With his ready-to-use fried onion business, this onion knight is saving time & tears
Everyday Gourmet Kitchen Foods Pvt Ltd offers fresh fried onions to commercial and residential kitchens, thereby taking away the pain of peeling, chopping, and frying onions.
While some among us enjoy the laborious process of basting, baking and blanching to come up with a Michelin-grade plate of food for our loved ones, lesser mortals do appreciate any help to fix things quickly and easily.
Satyajit Roy’s family belonged to the former group. Coming from a Bengali family, mutton biryani was a weekly affair in his household. However, the indulgence came with a lot of tasks.
“One Sunday I left my house at 9am to run an errand and returned around noon to see my poor mother, who had been chopping away for three hours, in a puddle of onion tears. I pointed out to my mother that a better use of her time would be to buy this product from the market directly, to which she replied that no such product was available in any of the shops that she went to,” recalls Satyajit.
A quick Google search revealed that no such product was available in the domestic markets, but it did exist abroad. At that point, he was struck by the thought that this may be a great solution for the domestic Indian market.
That was the beginning of Everyday Gourmet Kitchen in 2014. Under its flagship product, it offers fresh fried onions to commercial and residential kitchens, thereby taking away the pain of peeling, chopping and frying onions.
Multiple use cases
Satyajit says, “There is a 25 percent wastage of all onions that are grown in India. The reason being the farmers don't get a fair price for the produce due to volatility of the markets and improper storage conditions. Since there is an abundance of produce we intend to make a dent in the wastage figure, which stands at approximately five million tonnes yearly.”
Traditionally, fried onions are used in the making and garnishing of biryanis of all types. This is one of the primary uses for EGK Fresh Fried Onions.
EGK’s fried onions are also used in multiple ways and across cuisines.
“For the Indian markets we find EGK onions are used as a great way to save time when making gravies,” explains Satyajit.
They are also consumed as a snack.
Currently, most of its revenues come from the B2B segment, where it sells large volumes to restaurants, caterers, flight and railway kitchens, just to name a few in Maharashtra, Andhra Pradesh, Gujarat, and Karnataka. It also has a retail presence in 300 outlets, mostly in South and Central Mumbai. “We hope to have a retail presence in the major big box retailers within the next three months and hope to open up in other states the rest of the country within the next six months,” Satyajit says.

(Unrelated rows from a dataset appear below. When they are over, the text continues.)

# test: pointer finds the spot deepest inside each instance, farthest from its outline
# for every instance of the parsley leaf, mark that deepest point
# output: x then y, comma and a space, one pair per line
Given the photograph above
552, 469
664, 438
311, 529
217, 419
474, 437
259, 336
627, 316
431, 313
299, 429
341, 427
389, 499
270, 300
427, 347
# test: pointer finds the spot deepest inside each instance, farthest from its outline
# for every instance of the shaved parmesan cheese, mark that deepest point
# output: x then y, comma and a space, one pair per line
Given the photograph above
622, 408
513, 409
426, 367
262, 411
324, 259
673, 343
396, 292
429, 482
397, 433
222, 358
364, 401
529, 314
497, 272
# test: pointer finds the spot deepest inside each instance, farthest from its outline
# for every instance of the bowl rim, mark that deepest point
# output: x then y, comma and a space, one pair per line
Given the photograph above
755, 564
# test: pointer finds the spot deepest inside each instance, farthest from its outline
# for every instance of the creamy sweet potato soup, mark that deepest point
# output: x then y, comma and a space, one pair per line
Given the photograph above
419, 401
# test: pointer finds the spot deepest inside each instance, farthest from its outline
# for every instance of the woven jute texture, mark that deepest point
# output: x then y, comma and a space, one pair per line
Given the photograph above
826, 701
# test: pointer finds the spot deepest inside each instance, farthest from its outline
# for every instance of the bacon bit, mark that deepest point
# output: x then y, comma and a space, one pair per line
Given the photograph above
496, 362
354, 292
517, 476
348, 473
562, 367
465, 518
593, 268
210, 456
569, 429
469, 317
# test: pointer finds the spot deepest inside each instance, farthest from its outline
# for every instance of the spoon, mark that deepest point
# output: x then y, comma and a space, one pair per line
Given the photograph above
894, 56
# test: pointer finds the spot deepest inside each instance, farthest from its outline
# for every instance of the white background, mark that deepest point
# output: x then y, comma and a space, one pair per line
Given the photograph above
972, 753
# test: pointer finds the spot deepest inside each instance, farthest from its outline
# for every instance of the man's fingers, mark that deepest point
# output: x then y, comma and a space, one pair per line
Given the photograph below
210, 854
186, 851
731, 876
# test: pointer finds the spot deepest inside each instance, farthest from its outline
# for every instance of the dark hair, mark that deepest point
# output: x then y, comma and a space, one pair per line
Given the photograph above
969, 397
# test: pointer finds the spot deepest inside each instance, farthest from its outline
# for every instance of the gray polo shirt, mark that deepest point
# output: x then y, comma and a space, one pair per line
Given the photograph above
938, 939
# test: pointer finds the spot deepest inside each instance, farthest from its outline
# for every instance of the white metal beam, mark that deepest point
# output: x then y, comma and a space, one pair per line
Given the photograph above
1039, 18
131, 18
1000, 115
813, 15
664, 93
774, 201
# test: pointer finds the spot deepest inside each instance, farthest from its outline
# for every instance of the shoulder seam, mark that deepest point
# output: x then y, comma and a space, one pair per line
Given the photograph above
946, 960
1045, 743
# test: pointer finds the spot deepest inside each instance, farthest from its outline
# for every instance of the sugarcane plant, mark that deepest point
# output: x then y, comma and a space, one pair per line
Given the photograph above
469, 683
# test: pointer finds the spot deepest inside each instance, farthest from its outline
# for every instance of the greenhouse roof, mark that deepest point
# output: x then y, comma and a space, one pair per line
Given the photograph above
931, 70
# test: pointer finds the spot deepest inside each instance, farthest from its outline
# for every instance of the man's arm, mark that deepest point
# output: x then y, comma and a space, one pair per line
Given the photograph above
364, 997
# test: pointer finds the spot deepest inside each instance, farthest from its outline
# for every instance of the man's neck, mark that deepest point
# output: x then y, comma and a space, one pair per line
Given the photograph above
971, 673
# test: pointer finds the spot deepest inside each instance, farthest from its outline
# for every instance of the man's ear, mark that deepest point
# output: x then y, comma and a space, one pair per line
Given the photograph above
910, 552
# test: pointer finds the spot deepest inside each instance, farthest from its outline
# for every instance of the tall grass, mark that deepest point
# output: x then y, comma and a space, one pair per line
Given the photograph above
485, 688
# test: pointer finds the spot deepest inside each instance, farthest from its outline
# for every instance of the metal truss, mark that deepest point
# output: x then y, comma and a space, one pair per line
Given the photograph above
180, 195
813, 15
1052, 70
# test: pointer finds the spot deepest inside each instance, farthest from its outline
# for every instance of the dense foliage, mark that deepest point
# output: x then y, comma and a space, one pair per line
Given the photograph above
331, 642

EGK currently claims to sell about 30 metric tonnes of fresh fried onions every month, which means that it processes 150 metric tonnes of raw onions.
Satyajit says, “Our factory is currently upgrading to be able to produce 100 metric tonnes of fresh fried onions (500 metric tonnes of raw onions) by the end of April.” The team size of EGK Foods is around 100 employees with 70 people being labour.
Satyajit is fondly known in food circles as Onion Knight. He is a serial entrepreneur and has a string of startups that saw little or no success before EGK.
EGK Foods was bootstrapped into existence in December of 2014. Besides getting the finances right in the initial stages, dealing with a volatile onion market was another challenge. Over the last three years, it has raised a couple of rounds of investments from friends and family to help build the factory and manage working capital.
EGK claims to have grown from sales of 30 metric tonnes annually in 2016-17 to 30 metric tonnes in January 2018. “Next year, we project sales of 100 metric tonnes per month,” he says.
Its revenue model works on the economies of scale and investing in the right technology to keep the operating costs down. It plans to have backward integrated farms by the end of this year where it not only offers buy-back guarantees but also technology that would help in increasing yield.
India’s heat-and-eat food industry is expected to grow at a CAGR of 22 percent and will be worth Rs 6,405 million by FY 2019.
Some of the bigger players in this segment include MTR, Maiyas and iD Fresh Foods.
Talking about what sets them apart, Satyajit says, “Since we spin the oil out of our final product we are able to provide a consistent and relatively healthier option to any other tissue paper-dried fried onions you may make at home.”
For the future it plans on adding a basket of products complementing fried onions that have been requested by existing clients.
“We plan to make most of our progress in the B2B and Hotel/Restaurant/Cafee (HoReCa) space next year as well as slowly make a presence in the retail market through a presence in larger retail chains. We also plan to start our export business for which we have seen tremendous demand over the last one year,” says Satyajit.